Hospitals Open Pediatric Long-Haul COVID Units As Children Grapple With Lingering Virus Effects

At least five hospitals in the U.S. have started pediatric long-haul clinics to help kids with lingering COVID-19 illness as the National Institutes of Health and the Centers for Disease Control and Prevention mount a massive, nationwide study of long-haul COVID that includes children.

Monday, April 12th 2021, 12:57 pm

By: CBS News


At least five hospitals in the U.S. have started pediatric long-haul clinics to help kids with lingering COVID-19 illness as the National Institutes of Health and the Centers for Disease Control and Prevention mount a massive, nationwide study of long-haul COVID that includes children.

While many children do not experience severe COVID-19 illness, the coronavirus can have a lasting and serious impact on their health. 

At the request of CBS News, one hospital in Omaha documented how it is trying to help a girl who is struggling with the lingering effects of the virus. 

Twelve-year-old Piper Sibert has been battling extreme fatigue for the last two months. She has been going to the Children's Hospital and Medical Center in Omaha to build back her endurance. 

These days when she gets to run, it's in rehab, to the encouragement of medical staff cheering her on. 

"It is scary because you don't know if you will do something that could make you stop breathing," Piper told CBS News' David Begnaud. "It's just kind of a squeezing. It almost feels like someone's sitting on your chest."

Piper's mom Sarah said her husband tested positive for the virus in November, but no one else in the family got sick. Then one day in February, Piper was sent home from school. 

"Just went from a really active kid to very lethargic, wore out," Sarah Sibert said. "We took an antibody test and that proved that Piper had indeed had COVID at some point but we don't know exactly when that was."

Dr. Jean Ballweg, who runs the Clinic for Pediatric Long Haulers, said these young patients are not showing the signs she expected. The clinic treats about 10 patients like Piper each Friday. 

"I think most of us would have expected that really symptomatic kids with acute COVID were the ones that were going to have symptoms for months, and that is just not what we're seeing," she said.

And patients like Piper have a long road to recovery.

"I'm frustrated that there's not a cure for it and something that can make it go away," Piper said. "I don't get to do the things that I really like and enjoy to do."

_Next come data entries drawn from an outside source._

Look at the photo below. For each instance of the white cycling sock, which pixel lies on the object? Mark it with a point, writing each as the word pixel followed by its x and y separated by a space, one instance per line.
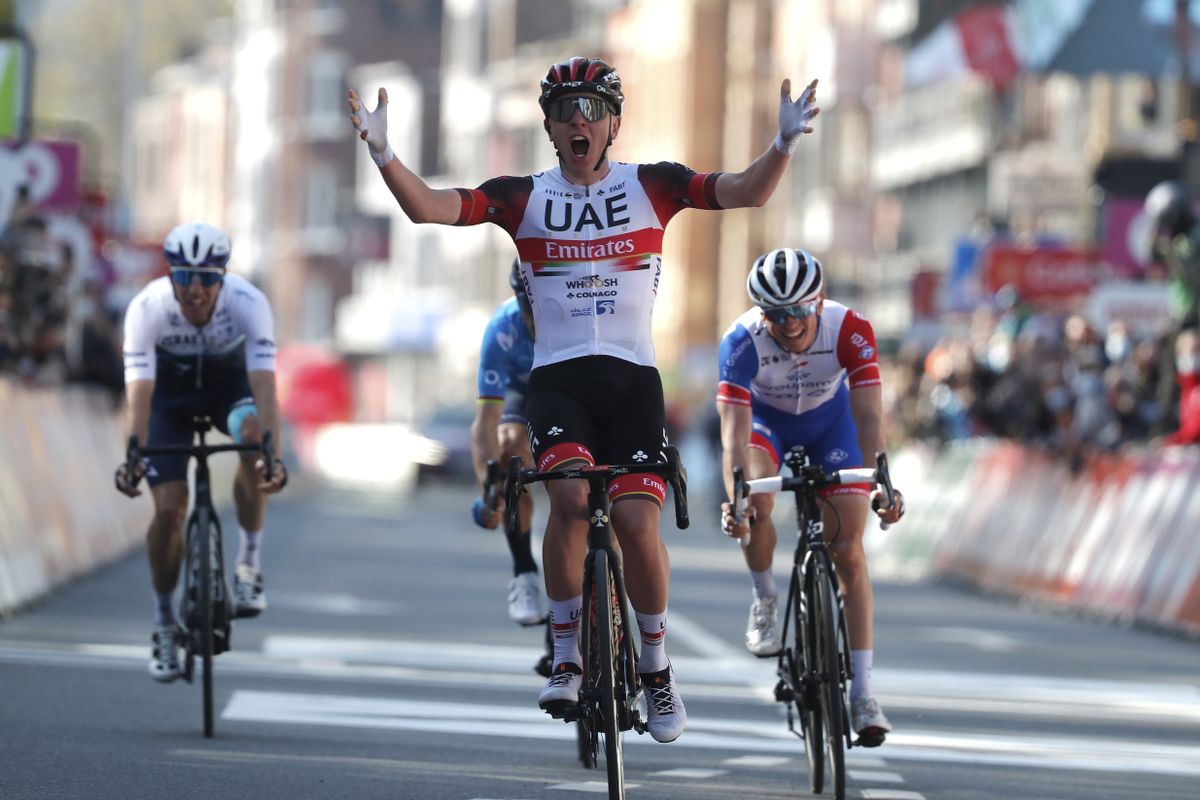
pixel 861 662
pixel 653 629
pixel 564 623
pixel 763 584
pixel 249 547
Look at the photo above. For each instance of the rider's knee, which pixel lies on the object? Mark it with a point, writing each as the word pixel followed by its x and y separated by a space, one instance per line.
pixel 168 517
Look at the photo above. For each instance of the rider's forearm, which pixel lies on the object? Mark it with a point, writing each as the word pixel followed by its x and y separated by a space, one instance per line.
pixel 867 409
pixel 485 443
pixel 417 199
pixel 262 385
pixel 138 395
pixel 754 185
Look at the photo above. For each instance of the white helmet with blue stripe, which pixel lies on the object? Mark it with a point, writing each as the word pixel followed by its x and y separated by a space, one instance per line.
pixel 196 244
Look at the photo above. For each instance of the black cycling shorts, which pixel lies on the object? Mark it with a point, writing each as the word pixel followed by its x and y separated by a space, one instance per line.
pixel 599 410
pixel 514 407
pixel 171 421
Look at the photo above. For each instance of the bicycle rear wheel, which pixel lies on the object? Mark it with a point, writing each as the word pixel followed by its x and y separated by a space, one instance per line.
pixel 808 701
pixel 203 546
pixel 828 661
pixel 606 653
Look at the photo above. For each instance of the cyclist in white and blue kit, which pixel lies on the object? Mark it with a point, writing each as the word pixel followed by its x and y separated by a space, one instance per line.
pixel 498 433
pixel 802 370
pixel 198 342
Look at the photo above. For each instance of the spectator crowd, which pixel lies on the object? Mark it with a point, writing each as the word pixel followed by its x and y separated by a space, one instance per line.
pixel 55 322
pixel 1048 378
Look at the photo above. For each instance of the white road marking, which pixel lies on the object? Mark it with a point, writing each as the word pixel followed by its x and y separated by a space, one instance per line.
pixel 985 641
pixel 730 680
pixel 527 722
pixel 594 787
pixel 336 603
pixel 693 773
pixel 756 761
pixel 868 776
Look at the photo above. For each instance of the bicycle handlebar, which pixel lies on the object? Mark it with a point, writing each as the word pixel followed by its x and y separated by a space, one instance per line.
pixel 136 452
pixel 672 469
pixel 815 476
pixel 881 467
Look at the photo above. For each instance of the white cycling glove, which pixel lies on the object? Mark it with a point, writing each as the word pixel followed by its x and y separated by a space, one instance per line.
pixel 793 118
pixel 372 127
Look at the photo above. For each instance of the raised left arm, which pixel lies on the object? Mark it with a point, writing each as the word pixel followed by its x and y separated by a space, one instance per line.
pixel 754 185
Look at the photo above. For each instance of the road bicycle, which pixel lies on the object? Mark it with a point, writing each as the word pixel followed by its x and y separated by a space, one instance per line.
pixel 612 695
pixel 814 667
pixel 493 486
pixel 205 611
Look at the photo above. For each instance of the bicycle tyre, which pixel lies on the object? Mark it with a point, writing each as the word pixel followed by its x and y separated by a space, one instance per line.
pixel 833 704
pixel 808 703
pixel 587 726
pixel 606 656
pixel 204 546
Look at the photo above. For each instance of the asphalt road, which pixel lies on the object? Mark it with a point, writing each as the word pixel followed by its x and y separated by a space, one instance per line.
pixel 385 667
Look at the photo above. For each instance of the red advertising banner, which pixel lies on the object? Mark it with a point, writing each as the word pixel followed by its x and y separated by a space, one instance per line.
pixel 1041 272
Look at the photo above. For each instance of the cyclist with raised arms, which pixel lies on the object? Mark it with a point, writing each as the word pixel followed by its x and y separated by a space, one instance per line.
pixel 802 370
pixel 589 238
pixel 498 433
pixel 198 342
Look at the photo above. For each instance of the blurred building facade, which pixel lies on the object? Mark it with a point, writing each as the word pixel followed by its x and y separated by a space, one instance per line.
pixel 899 173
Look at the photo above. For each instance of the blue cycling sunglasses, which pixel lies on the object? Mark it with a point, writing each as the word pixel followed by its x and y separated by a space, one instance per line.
pixel 563 109
pixel 799 311
pixel 208 277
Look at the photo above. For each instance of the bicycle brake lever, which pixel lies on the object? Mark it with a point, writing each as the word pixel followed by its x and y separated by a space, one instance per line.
pixel 883 477
pixel 741 500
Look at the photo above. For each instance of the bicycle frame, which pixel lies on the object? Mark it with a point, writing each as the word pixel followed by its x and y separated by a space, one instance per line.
pixel 205 588
pixel 611 689
pixel 813 673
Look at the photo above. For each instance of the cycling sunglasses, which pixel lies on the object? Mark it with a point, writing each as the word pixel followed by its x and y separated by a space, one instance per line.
pixel 799 311
pixel 209 277
pixel 563 109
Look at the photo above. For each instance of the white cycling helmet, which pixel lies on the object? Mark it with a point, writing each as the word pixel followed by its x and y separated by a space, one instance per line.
pixel 784 277
pixel 196 244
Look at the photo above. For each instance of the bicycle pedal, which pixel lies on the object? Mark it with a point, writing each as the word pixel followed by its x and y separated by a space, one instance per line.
pixel 543 666
pixel 870 740
pixel 563 710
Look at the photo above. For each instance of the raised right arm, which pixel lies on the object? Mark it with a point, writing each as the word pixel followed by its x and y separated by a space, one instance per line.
pixel 418 199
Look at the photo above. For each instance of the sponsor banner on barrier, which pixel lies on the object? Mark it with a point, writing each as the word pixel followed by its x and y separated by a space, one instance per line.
pixel 1116 539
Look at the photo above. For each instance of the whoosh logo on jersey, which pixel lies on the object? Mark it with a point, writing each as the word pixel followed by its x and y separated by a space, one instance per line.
pixel 592 282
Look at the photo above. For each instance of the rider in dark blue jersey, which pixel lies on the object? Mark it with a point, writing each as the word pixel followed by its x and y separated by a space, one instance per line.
pixel 498 432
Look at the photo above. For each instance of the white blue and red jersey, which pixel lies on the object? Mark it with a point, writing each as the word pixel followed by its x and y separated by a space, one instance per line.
pixel 801 398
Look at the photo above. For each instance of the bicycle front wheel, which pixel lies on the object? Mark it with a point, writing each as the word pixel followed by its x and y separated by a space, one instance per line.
pixel 804 668
pixel 828 660
pixel 202 547
pixel 606 656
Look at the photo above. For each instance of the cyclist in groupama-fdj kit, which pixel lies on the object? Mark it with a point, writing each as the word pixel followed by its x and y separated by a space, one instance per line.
pixel 798 368
pixel 198 342
pixel 589 236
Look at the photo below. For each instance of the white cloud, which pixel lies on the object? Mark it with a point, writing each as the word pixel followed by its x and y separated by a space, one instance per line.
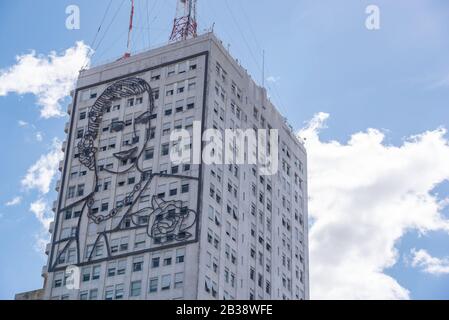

Long-haul COVID is also different from another pediatric condition associated with the virus, Multisystem inflammatory syndrome of children. The latter illness is associated with high fever, rash and stomach pain.

Nearly one in five COVID-19 cases within the last week of March were in kids under 18.

Health experts say the coronavirus variant that was first discovered in England is driving a spike in coronavirus cases in several states.

The director of the National Institutes of Health said it is likely 70% more infectious and significantly more deadly, even for young people. 

However, Brown University School of Public Health Dean Dr. Ashish Jha offered some optimism in an appearance on "CBS This Morning" Monday.

"These vaccines are really remarkable," Jha said. "They seem to hold up very well against all the variants, against the U.K. variant that's spreading widely, it's terrific. Even against some of the more tricky variants, it seems to be largely holding up."